Being able to detect change in these situations can result in significant CPU and elapsed time savings, especially when the ratio between columns and rows that actually change is low compared to the columns and rows that don’t change. In one particular example, the application was to receive tens of millions of blind updates daily. The data was analyzed to determine which data always changed and which data rarely changed. It was determined that 80 percent of the time, only a handful of columns actually regularly changed values. The application was designed based on this concept to always blindly apply the column updates that were expected to change, and to use a change detection process to apply the changes to the other columns only when a change was detected.
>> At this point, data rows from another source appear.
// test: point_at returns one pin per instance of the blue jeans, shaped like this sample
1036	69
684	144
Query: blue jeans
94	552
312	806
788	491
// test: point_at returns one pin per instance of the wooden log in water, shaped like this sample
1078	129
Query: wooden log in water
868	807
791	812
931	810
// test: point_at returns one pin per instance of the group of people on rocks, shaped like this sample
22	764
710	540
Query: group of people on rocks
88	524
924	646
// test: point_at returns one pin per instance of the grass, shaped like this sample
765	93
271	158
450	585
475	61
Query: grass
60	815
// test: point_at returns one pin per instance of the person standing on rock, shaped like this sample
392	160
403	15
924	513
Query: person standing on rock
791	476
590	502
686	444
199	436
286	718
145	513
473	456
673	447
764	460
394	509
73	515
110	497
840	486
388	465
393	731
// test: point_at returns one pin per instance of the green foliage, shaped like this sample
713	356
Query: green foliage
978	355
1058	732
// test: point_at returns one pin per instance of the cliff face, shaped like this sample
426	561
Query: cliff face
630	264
In this case, we employed a Cyclical Redundancy Check (CRC) algorithm to quickly determine when any of the rarely updated columns were changed. The rarely changing columns were hashed via a CRC algorithm and compared to a stored CRC value on the database. This allowed the application to avoid updates to hundreds of columns that rarely changed unless a CRC detected at least one mismatch. This was significant for the millions of blind updates received daily, since applying only the regular changes cost 1.8ms elapsed and 500ms CPU, while updating all the columns cost 400ms elapsed and 25ms CPU. Figure 5 demonstrates this process.
In another situation, we used triggers to both replicate changes to data and to avoid blind updates for that replication. Here, the application requirement was to immediately audit changes to data. Audit tables were established for each base table in the application to record the before images of changed data when a change occurred. This process was accomplished using after update triggers that simply inserted the before image when an update occurred. This worked well except that the application performed blind updates. This resulted in many update statements that updated all columns, including the update timestamp column, when nothing for the given row updated actually changed.
Triggers will still replicate before images to the audit tables when no change occurs. These unwanted changes had to be avoided. This was accomplished with the addition of before update triggers. These triggers compared all the columns of the new row to the columns of the old row, with the exception of the key and update timestamp. If there were no actual changes to the data, an SQLSTATE was signaled back to the application and the update rejected. Figure 6 shows the before and after update triggers.
Inserts and Clustering
There’s another less talked about, but significantly important, advantage to minimizing change. If we can minimize changes to our tables, then we can minimize the table maintenance required. If we have tables that handle high volumes of inserts, we can minimize the impact of those inserts with an “insert at the end” strategy. If we construct our table with an ever ascending key, or by using the MEMBER CLUSTER option with FREEPAGE 0 and PCTFREE 0, we can guarantee new inserts will go to the end of our tablespace data sets. By focusing the inserts at the end of the tablespace, or tablespace partition, we can minimize the data that needs to be REORGed or backed up. Remember that REORGs and copies consume system resources. These costs are sometimes not estimated as application cost, but should be.
Figure 7 shows a tablespace design that accepts inserts at the end. This partitioned tablespace grows from the end, so only the most recent partition needs tablespace maintenance (REORGs and copies). This minimization of changes results in dramatically fewer REORGS and copies than the equivalent design clustered by a non-ascending key or by not using the MEMBER CLUSTER option.
Everything operating in DB2 costs CPU resources. By design, we often don’t have a clean way to minimize the amount of changes we make and the amount of maintenance we’ll have to perform because of those changes. In today’s environment, we must take the amount of change into account when we’re designing our tables because this is where it has to begin. It’s also impossible to achieve 24x7 availability if we don’t minimize changes and maintenance from the beginning. With some understanding of what’s going to be changing and how to minimize the impact of those changes, we can achieve higher throughput and availability.